Ford injects €1.7 billion into Jaguar
Ford has injected another $2.1 billion (€1.7 billion) into Jaguar Cars to cover heavy losses and investment writedowns at its British luxury car subsidiary, the company said on Friday.
The move marks the second time within two years that Ford has had to recapitalise Jaguar, which has battled weak sales.
"The money is correct as a recapitalisation," Jaguar spokesman Don Hume said, confirming press reports. "It takes the form of preference shares issued to Ford Motor Co. If nothing else it underlines, despite recent rumors, Ford's ongoing commitment to Jaguar," Hume added, but would not comment on whether more such operations might be needed.
Jaguar's unconsolidated British operations had a pretax loss of £430 million (€630 million) in 2004, including an asset impairment charge of £173 million pounds (€253 million). That narrowed its 2003 loss of £601.1 million (€876 million), including an impairment charge of £534 million (€782 million).
Ford does not break out separate profit statements for Jaguar, and in September declined to repeat its earlier forecast that it would break even by 2007.
The move by Ford to prop up Jaguar is no surprise given the expensive restructuring the brand is working through, but it poses another headache for Ford managers grappling with problems on the home front. Ford is set to announce sweeping job cuts and plant closures in North America next month, to address mounting losses on its car business there.
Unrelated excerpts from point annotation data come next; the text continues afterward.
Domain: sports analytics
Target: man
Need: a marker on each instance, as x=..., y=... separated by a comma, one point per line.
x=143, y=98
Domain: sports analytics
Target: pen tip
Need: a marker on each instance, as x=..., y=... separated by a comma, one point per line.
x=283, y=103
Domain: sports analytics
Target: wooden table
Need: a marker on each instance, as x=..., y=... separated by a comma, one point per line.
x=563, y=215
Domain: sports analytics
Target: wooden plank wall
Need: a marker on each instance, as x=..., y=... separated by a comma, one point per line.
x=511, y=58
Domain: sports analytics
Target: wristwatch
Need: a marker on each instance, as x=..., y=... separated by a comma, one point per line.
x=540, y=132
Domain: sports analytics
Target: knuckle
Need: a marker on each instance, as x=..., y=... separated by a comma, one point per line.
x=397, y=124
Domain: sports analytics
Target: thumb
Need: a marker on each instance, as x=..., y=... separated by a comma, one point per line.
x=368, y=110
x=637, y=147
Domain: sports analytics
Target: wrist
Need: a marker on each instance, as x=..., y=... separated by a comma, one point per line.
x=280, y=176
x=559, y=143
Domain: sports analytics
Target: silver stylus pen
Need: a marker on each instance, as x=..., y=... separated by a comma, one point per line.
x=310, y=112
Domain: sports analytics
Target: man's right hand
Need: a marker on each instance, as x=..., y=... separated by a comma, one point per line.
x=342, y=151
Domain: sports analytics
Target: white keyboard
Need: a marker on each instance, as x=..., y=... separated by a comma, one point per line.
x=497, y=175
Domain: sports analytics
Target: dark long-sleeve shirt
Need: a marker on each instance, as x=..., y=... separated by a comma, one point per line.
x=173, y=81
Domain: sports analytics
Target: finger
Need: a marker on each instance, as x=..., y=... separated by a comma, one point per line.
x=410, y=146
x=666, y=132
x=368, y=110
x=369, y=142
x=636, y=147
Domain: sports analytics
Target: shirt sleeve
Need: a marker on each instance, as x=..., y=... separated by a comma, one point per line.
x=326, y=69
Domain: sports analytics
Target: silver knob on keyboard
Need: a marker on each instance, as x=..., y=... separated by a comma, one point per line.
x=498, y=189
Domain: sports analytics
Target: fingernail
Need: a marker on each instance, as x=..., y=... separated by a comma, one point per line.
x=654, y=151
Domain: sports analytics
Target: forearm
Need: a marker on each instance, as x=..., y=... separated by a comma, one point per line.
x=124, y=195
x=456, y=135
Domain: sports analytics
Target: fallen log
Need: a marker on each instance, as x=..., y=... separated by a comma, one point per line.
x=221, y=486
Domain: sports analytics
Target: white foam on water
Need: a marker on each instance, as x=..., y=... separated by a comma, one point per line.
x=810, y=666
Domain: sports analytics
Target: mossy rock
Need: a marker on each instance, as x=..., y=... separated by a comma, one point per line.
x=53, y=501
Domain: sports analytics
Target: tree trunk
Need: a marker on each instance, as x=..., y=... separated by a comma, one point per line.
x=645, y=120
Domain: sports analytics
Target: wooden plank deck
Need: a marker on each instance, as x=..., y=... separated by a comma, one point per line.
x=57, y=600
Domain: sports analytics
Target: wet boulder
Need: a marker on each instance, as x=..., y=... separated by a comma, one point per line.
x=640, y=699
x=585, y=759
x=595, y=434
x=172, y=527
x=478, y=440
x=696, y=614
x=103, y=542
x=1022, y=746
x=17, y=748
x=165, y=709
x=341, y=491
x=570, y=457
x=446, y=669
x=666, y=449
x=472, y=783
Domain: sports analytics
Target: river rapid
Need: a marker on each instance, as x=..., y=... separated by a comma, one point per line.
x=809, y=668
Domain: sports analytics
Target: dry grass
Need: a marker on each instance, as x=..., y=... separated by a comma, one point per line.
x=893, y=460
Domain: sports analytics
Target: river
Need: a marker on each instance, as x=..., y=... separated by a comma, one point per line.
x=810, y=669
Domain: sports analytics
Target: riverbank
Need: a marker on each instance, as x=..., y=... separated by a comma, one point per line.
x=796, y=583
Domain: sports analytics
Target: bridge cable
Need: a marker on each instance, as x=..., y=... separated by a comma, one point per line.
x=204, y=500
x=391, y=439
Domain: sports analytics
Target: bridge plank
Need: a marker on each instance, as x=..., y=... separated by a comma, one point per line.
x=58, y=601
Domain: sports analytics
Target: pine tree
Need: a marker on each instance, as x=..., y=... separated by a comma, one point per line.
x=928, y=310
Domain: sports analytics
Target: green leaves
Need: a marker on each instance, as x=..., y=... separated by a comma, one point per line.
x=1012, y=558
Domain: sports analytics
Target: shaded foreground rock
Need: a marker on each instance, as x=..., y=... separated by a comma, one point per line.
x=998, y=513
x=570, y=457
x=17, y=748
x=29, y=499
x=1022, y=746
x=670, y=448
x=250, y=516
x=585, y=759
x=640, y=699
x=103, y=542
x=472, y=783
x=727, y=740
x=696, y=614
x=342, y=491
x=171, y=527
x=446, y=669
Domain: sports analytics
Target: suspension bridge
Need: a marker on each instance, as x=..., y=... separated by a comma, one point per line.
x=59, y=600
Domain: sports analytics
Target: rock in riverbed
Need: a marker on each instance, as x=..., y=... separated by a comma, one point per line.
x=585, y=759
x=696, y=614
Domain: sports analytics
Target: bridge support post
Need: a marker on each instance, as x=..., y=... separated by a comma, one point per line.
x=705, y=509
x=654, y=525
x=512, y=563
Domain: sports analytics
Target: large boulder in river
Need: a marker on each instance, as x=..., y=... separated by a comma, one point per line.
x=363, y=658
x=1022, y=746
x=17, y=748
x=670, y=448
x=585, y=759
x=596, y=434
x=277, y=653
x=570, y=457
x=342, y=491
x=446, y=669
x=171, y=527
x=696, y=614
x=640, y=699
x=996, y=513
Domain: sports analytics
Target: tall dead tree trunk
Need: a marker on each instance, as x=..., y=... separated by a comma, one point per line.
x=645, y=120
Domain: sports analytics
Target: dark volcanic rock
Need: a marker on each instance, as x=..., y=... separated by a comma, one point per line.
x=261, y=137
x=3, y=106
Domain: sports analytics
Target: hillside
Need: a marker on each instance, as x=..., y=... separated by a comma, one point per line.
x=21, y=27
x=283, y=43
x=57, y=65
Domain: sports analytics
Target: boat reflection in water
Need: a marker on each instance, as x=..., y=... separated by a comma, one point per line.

Ford bought Jaguar in 1989 for £1.6 billion pounds, or about €2.4 billion, but has struggled to make money with the brand, part of its Premier Automotive Group. PAG also includes Volvo, Land Rover and Aston Martin.
PAG had a third-quarter 2005 pretax loss of €91 million.
PAG and Ford of Europe head Lewis Booth told Reuters this month that Jaguar was not for sale despite market talk of this.
Under pressure to curtail losses at Jaguar, Ford last year cut 1,150 Jaguar jobs in England, scaled back production at the Browns Lane plant in Coventry and shifted output to another factory near Birmingham.
Now Ford is considering the sale of its historic Browns Lane plant that was the home of its iconic Jaguar brand since 1928.
Acknowledging that it was building too many cars, Jaguar last year lopped 15,000 units of planned output to help shore up pricing power in an increasingly competitive premium car market. It also pulled out of the US daily rental business this year as it adjusted production volume to meet demand.
Jaguar sales in the key US market fell 34.4 per cent in the first 11 months of this year to 42,458 units, while new car registrations of Jaguars in Europe fell 23.1 per cent to 43,045 cars.